The algorithm should deal with N items (N > 2) and K groups (K < N, i choose how many groups)

Answer 1

My problem was not the algorithm. The problem was formalizing the problem itself. And Gene helped me with his comment

You need to formalize the definition of a "good" solution. I suggest maximum sum of squares of pairwise distances. I'm confident the problem of maximizing this quantity is NP hard. The trivial solution of repeatedly picking and removing the "farthest pair" is easy.
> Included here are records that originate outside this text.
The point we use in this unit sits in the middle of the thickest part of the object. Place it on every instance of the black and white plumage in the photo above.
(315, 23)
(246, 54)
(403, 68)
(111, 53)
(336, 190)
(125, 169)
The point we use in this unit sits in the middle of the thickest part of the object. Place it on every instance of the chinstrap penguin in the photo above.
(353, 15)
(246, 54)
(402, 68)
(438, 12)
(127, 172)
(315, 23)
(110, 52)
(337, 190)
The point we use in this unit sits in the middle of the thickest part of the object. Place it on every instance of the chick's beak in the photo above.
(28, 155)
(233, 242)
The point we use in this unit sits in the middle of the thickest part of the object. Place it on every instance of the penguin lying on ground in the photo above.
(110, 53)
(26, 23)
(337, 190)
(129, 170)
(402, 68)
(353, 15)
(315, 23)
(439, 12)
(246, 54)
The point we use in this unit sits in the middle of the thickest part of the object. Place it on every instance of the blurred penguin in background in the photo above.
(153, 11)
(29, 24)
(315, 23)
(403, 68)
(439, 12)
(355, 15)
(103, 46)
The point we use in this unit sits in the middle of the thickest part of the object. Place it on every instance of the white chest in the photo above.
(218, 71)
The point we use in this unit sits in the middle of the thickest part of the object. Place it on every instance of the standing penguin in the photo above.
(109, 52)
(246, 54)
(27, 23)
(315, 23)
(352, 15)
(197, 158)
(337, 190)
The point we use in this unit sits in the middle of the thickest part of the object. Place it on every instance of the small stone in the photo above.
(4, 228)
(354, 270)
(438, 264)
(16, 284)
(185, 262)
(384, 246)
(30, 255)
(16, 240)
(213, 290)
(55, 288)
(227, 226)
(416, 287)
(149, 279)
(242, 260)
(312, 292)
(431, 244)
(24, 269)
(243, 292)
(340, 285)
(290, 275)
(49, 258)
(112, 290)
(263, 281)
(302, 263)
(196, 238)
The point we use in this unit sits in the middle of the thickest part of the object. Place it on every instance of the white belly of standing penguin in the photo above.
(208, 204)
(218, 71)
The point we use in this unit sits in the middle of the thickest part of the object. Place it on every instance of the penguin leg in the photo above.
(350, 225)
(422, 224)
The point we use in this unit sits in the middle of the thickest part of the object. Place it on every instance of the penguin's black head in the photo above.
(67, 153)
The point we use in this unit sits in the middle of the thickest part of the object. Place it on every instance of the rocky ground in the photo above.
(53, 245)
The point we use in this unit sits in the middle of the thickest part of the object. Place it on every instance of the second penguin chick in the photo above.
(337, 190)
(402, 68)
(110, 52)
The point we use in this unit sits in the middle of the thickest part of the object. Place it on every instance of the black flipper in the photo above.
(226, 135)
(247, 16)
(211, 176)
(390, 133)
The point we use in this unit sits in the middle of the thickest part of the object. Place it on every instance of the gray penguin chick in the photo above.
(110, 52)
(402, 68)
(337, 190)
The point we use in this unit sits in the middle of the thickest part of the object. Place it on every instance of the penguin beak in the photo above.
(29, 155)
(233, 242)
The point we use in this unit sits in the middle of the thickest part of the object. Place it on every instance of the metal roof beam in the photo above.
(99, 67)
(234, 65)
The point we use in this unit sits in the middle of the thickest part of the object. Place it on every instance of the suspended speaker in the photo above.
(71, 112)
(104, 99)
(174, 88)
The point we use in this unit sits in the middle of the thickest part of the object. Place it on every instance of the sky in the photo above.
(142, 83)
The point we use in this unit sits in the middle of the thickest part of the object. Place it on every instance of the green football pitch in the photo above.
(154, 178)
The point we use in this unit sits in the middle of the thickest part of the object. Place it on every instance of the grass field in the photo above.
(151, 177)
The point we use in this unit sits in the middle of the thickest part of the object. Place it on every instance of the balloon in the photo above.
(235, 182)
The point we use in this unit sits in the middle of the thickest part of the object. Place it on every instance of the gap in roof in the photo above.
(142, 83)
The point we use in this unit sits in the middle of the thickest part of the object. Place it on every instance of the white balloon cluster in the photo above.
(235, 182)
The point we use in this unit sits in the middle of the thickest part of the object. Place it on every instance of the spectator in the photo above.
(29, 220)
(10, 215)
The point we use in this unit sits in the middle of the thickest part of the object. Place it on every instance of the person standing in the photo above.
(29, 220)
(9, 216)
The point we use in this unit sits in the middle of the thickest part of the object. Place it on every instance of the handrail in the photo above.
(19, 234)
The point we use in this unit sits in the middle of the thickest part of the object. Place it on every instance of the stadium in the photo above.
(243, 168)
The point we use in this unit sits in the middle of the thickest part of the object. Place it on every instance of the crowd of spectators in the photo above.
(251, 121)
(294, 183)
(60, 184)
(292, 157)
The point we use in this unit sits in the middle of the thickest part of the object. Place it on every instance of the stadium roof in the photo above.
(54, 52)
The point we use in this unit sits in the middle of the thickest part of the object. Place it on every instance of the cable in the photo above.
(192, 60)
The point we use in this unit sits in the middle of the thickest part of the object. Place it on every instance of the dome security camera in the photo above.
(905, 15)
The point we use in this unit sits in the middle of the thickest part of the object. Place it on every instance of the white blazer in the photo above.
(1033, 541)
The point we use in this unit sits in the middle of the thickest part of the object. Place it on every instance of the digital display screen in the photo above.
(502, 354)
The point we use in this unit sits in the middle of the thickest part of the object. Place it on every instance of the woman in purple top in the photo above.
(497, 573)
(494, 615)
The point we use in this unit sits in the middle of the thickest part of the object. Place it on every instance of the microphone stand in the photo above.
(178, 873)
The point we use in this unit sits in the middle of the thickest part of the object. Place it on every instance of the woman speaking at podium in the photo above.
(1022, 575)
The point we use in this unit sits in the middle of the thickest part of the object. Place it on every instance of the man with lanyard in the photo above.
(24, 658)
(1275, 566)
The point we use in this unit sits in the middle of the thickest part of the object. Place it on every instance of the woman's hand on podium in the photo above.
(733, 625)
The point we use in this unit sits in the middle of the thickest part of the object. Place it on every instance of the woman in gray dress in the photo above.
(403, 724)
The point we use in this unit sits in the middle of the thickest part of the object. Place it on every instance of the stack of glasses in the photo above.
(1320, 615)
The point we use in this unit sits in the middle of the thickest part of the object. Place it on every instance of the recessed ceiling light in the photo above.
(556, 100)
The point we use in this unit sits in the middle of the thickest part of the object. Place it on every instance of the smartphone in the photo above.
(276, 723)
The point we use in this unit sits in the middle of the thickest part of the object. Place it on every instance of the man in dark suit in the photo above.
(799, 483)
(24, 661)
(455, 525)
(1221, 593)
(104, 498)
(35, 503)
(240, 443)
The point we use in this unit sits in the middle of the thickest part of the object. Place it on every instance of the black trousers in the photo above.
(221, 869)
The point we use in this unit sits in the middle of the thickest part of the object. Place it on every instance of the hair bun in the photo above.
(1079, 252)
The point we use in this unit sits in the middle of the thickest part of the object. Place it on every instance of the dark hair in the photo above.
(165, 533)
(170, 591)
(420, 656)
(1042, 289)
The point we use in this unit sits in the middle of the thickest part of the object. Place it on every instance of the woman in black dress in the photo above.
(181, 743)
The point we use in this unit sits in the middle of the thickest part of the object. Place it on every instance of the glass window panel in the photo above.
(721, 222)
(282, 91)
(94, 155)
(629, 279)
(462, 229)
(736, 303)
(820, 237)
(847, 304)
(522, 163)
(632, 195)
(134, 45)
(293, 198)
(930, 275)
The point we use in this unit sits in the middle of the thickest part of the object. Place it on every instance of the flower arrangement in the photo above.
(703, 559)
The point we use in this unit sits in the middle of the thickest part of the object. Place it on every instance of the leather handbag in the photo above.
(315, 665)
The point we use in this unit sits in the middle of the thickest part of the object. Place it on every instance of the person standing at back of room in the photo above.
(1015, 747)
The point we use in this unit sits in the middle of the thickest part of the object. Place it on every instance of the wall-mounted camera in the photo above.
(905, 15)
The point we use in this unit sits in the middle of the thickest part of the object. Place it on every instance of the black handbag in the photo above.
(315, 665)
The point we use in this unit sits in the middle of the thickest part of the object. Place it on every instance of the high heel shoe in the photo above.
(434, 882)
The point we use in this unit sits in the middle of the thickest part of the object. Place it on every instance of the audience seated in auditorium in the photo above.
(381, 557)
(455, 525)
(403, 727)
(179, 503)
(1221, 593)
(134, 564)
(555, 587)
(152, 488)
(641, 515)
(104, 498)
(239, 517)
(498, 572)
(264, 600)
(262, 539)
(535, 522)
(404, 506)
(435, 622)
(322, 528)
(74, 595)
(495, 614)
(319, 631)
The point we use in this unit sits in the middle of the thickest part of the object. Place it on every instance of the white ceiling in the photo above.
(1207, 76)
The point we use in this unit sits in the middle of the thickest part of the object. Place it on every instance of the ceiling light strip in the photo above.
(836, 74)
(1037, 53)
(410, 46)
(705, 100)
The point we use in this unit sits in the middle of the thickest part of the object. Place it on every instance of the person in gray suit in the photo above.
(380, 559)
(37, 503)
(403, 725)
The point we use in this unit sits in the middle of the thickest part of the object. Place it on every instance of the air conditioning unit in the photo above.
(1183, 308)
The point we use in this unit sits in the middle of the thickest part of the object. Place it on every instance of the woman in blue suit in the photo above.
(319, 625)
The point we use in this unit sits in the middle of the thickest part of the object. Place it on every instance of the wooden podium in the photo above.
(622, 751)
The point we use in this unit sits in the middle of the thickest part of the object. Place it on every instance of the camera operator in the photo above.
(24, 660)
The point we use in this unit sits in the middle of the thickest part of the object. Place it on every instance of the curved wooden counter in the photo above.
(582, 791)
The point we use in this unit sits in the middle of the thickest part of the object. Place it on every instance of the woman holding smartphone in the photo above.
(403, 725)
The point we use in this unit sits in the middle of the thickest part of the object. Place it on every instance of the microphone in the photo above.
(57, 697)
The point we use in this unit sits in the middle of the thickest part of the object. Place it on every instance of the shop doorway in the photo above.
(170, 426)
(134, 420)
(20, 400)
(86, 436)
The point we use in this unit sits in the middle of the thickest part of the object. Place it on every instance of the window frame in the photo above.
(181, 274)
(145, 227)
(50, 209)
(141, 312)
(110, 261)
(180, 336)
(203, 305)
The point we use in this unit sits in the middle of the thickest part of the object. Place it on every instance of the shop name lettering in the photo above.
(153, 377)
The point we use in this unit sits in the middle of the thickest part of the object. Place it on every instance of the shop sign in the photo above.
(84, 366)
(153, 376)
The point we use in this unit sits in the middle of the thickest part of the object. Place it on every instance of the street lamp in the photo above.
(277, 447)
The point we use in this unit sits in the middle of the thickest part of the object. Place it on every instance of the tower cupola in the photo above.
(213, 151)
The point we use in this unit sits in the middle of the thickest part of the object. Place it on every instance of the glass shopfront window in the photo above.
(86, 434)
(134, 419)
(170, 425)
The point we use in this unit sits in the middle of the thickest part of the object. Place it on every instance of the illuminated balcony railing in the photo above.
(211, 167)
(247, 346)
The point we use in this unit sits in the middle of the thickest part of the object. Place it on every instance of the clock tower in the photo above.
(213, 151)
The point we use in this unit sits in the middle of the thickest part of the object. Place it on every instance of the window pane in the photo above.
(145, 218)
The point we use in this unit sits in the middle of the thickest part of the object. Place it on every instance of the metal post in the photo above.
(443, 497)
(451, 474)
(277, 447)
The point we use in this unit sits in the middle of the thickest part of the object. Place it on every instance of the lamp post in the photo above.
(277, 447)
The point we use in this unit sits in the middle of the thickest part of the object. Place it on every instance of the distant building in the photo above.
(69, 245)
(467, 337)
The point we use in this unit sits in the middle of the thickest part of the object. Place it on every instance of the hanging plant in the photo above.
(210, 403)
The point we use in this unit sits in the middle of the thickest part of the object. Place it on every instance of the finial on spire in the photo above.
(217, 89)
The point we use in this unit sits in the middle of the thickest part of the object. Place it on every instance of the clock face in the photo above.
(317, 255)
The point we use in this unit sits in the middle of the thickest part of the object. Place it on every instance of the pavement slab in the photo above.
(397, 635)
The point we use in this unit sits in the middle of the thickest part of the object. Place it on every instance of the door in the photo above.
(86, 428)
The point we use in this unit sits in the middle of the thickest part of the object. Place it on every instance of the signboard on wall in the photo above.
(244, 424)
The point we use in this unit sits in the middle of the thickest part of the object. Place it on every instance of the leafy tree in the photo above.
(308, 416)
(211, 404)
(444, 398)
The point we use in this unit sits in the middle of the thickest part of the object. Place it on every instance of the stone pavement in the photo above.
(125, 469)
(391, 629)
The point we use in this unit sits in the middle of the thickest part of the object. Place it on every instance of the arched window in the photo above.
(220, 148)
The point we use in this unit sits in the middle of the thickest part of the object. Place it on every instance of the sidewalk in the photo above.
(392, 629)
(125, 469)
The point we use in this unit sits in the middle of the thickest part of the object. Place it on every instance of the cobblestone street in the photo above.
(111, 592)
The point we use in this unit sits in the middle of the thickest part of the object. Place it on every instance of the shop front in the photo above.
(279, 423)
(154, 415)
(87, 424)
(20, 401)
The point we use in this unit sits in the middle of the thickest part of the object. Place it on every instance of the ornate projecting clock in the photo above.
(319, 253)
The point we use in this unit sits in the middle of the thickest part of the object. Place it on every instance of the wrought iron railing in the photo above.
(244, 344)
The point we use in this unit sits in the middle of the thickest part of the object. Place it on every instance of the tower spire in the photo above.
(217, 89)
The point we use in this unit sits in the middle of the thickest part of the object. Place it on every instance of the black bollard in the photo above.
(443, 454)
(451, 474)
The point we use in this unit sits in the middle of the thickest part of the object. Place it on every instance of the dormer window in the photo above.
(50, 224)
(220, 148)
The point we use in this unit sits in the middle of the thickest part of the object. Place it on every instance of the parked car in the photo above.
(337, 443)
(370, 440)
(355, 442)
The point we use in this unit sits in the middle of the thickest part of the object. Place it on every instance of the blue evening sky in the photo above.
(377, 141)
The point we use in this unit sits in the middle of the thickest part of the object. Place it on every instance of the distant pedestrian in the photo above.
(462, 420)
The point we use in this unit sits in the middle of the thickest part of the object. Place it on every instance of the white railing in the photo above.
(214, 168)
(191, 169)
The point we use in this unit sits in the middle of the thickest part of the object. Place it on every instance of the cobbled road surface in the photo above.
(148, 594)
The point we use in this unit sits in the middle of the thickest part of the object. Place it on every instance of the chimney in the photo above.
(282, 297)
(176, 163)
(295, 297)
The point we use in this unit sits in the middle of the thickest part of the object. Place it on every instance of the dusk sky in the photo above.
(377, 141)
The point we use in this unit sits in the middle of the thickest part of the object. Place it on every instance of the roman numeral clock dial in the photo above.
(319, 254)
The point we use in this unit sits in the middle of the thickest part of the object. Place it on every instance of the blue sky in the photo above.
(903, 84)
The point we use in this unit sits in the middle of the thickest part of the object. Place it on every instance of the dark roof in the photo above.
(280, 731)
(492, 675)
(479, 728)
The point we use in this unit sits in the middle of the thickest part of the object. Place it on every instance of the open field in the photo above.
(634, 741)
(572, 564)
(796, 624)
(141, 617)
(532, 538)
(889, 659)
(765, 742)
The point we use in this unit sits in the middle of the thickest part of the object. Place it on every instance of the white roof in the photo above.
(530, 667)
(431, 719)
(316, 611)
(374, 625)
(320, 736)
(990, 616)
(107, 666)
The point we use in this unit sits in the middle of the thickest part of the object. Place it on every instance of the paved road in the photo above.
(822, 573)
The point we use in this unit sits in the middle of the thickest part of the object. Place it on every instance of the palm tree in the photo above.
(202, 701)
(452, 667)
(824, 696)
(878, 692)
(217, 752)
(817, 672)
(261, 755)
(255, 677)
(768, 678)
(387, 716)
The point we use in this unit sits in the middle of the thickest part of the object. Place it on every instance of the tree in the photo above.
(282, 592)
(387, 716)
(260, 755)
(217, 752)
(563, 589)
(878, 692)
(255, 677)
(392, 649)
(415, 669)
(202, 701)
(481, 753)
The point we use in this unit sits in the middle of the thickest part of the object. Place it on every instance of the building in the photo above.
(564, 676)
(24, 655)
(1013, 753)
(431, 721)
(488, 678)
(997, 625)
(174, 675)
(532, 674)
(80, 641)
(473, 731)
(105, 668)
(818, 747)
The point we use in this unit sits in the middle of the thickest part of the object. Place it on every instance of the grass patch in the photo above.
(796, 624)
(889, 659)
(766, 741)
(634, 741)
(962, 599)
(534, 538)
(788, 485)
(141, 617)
So now you are down to some kind of search. – Gene Jul 6 at 15:36

Thanks

Answer 2

You can probably abuse clustering algorithms here, by giving them a distance when they expect a similarity, or the other way round.

Have a look at hierarchical clustering, it should be easy to "break" it the way you want.

But more likely than not, the results will be not very convincing on anything but such toy scenarios, because "dissimilarity" is not transitive.

Usually, when A similar to B, and B similar to C, you will want to have A, B, and C in the same cluster.

But when A is dissimilar to B, B is dissimilar to C, then A and C could be very similar; so you don't want them to cluster... ''maybe'' complete linkage clustering (when abuse as discussed above) can work for you, though.